Outro tema importante da Praedicate Evangelium é que se vem para trabalhar na Cúria para um serviço e não para uma carreira. A ideia, por exemplo, é que religiosos e padres se alternem, que venham por cinco anos para trabalhar na Cúria e retornem às suas dioceses, e não venham aqui para passar a vida inteira no Vaticano. Este é o sinal de uma Cúria que quer estar em uma atitude de serviço. E então a questão da criação de uma comunidade que não só trabalha em conjunto, mas que vive, reza, tem momentos de espiritualidade, de uma espiritualidade comum.
Creio que este é o grande desafio que nos comprometemos a colocar em prática, pois se nos tornarmos uma comunidade de fé, de trabalho compartilhado, de oração, podemos também ser um sinal para as igrejas locais.
Uma Cúria na qual uma das grandes novidades com o Papa Francisco é o papel cada vez mais importante da mulher. A senhora ocupa uma posição que há alguns anos teria sido impensável para uma mulher, como a senhora experimenta isso?
Eu vivo esta missão com um grande senso de responsabilidade, pois como a primeira mulher a assumir este papel, todos estão olhando para cá para ver o que está acontecendo. E assumo este papel com um grande senso de responsabilidade e competência, porque se eu trabalhar bem, abriremos portas para tantas outras mulheres, é assim que eu vivo esta tarefa. Ao mesmo tempo, muito naturalmente, para mostrar que não é uma coisa estranha, que este trabalho pode ser feito, que não é estranho que seja feito por uma mulher, que qualquer um pode fazê-lo bem se tiver a competência para fazê-lo.
Por que todos os batizados devem entender a necessidade, a exigência, a indispensabilidade do Dicastério para o Serviço do Desenvolvimento Humano Integral e suas temáticas como algo vital para a Igreja?
Como frase evangélica acreditamos que este Dicastério corresponde a João 10, 10: “Eu vim para que todos tenham vida, e vida em abundância”. O desenvolvimento humano integral é procurar criar todas as condições para que cada pessoa possa ter vida e vida em abundância.
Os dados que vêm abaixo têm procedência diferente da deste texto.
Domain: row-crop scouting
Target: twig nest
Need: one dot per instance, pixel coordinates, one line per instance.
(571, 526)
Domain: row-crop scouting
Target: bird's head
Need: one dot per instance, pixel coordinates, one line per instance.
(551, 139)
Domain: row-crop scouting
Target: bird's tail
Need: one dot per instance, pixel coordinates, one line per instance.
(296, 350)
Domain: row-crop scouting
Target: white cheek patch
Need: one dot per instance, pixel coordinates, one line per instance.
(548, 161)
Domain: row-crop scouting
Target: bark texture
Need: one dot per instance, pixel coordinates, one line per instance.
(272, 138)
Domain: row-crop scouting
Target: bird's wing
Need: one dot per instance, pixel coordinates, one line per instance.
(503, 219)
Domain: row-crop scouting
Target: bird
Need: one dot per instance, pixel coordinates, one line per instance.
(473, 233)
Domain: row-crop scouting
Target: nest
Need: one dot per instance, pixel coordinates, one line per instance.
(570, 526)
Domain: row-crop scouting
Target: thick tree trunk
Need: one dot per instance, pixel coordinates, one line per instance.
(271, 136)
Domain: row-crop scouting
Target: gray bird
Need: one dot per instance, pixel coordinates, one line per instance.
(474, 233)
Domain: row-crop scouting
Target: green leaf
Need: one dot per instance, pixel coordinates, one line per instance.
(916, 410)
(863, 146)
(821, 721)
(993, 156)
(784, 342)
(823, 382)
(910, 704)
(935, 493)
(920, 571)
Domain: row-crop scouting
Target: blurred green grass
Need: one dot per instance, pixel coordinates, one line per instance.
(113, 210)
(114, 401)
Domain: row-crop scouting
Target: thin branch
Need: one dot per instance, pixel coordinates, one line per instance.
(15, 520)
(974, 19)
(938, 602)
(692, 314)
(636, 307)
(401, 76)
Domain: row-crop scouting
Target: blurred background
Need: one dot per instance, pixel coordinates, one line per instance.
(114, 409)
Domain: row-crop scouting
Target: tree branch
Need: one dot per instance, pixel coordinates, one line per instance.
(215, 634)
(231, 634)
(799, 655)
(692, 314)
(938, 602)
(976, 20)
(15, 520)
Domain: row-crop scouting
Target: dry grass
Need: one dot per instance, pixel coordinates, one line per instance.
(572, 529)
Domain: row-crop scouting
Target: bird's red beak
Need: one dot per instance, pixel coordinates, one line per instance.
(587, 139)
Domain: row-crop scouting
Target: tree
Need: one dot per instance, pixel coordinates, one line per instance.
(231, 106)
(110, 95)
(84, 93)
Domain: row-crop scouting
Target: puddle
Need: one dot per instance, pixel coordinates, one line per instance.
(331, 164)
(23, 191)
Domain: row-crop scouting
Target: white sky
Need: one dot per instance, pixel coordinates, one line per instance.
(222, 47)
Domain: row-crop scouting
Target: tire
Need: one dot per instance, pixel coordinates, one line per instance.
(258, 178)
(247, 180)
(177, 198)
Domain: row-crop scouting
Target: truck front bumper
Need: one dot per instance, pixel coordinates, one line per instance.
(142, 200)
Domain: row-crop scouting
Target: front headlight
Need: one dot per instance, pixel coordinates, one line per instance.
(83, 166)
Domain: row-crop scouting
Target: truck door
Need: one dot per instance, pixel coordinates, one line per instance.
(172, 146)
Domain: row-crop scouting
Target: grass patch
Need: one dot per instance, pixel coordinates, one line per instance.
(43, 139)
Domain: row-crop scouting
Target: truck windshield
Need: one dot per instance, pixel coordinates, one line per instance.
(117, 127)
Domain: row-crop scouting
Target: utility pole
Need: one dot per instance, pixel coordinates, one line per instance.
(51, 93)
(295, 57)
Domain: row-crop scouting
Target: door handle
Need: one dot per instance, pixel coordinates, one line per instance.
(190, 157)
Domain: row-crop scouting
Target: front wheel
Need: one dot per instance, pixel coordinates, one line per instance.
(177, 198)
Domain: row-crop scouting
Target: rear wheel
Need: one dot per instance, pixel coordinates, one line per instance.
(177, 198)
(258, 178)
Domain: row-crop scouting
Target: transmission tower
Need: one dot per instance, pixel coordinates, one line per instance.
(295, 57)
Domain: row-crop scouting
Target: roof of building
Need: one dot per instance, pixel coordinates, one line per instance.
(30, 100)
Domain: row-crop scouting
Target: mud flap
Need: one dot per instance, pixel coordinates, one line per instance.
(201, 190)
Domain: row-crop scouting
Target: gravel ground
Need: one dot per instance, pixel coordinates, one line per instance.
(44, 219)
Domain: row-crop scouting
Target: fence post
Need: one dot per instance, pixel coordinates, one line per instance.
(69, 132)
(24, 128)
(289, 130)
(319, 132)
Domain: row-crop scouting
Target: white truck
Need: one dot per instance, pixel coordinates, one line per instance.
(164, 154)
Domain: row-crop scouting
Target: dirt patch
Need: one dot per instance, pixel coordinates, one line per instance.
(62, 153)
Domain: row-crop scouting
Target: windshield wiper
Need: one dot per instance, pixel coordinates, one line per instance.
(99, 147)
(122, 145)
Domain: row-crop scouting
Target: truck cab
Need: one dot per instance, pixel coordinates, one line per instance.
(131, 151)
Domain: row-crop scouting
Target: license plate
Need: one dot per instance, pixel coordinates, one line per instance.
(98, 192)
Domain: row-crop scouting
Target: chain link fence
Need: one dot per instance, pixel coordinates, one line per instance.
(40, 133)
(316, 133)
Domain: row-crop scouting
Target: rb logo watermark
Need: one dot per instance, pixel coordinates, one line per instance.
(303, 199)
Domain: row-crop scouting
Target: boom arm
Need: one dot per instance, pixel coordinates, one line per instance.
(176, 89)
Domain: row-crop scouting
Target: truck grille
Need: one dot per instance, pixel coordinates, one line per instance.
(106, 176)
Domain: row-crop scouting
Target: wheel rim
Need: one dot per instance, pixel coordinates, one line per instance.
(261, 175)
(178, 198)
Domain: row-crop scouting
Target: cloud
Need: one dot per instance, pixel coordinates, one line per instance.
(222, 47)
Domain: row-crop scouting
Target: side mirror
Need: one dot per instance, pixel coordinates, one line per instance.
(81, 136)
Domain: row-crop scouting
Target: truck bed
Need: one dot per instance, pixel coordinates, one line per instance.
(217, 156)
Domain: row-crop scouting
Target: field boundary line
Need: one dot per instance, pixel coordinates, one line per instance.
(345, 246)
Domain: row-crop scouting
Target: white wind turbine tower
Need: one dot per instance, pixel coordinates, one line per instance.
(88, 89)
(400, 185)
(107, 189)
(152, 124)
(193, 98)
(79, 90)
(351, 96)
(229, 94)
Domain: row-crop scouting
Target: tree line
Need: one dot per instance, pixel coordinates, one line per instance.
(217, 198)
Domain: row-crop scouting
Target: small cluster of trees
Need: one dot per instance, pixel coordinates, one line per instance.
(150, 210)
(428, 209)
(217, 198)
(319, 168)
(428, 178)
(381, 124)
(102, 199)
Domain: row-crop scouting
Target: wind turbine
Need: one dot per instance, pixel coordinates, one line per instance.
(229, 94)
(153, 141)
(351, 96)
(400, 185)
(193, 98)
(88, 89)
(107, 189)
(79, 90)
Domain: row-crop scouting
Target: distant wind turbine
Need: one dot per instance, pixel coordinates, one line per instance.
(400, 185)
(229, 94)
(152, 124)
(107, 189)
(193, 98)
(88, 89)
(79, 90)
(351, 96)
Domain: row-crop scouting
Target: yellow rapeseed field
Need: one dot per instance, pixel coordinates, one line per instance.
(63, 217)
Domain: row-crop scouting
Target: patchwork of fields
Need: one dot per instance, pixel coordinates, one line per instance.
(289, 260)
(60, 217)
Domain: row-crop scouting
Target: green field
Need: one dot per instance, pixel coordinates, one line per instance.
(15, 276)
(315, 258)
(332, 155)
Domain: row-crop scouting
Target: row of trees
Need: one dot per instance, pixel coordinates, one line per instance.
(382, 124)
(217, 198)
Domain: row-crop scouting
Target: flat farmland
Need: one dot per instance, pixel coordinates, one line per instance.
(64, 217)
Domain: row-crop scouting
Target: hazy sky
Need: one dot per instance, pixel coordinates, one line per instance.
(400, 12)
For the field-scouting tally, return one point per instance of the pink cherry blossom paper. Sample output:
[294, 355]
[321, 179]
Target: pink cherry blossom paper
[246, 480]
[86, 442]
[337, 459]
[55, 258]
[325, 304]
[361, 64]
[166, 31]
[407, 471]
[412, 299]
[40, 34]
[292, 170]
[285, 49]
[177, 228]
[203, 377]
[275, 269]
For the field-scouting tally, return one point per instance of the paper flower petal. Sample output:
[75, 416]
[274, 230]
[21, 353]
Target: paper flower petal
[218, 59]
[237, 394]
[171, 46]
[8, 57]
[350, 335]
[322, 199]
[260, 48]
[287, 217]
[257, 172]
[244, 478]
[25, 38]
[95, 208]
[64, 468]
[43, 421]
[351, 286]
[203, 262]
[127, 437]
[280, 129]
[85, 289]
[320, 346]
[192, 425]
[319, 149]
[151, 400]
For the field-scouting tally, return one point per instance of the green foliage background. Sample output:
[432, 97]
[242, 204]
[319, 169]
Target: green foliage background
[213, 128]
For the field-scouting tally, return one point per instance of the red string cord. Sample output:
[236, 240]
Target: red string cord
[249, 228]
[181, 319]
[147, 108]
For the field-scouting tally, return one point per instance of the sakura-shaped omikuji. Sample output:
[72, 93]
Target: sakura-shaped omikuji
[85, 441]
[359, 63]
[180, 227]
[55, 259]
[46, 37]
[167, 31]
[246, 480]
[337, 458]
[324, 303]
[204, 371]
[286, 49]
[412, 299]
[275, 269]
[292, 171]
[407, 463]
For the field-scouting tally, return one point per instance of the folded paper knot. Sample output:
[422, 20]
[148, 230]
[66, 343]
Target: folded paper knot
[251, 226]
Portanto, para experimentar o presente que Jesus veio trazer. E acreditamos que todos têm direito a isso. Nosso trabalho é tornar todos conscientes e ajudar as igrejas locais a entender o que significa a vida em abundância.
Fazê-lo de tal forma que a vida em abundância não dependa de onde nasci, da família em que nasci, das circunstâncias, mas que haja a possibilidade de que todos possam florescer. É um verdadeiro pecado ver crianças e jovens que não podem florescer e, portanto, não podem desfrutar desta vida em abundância só porque nasceram no lugar errado. Isto é uma grande injustiça, isto não deveria acontecer.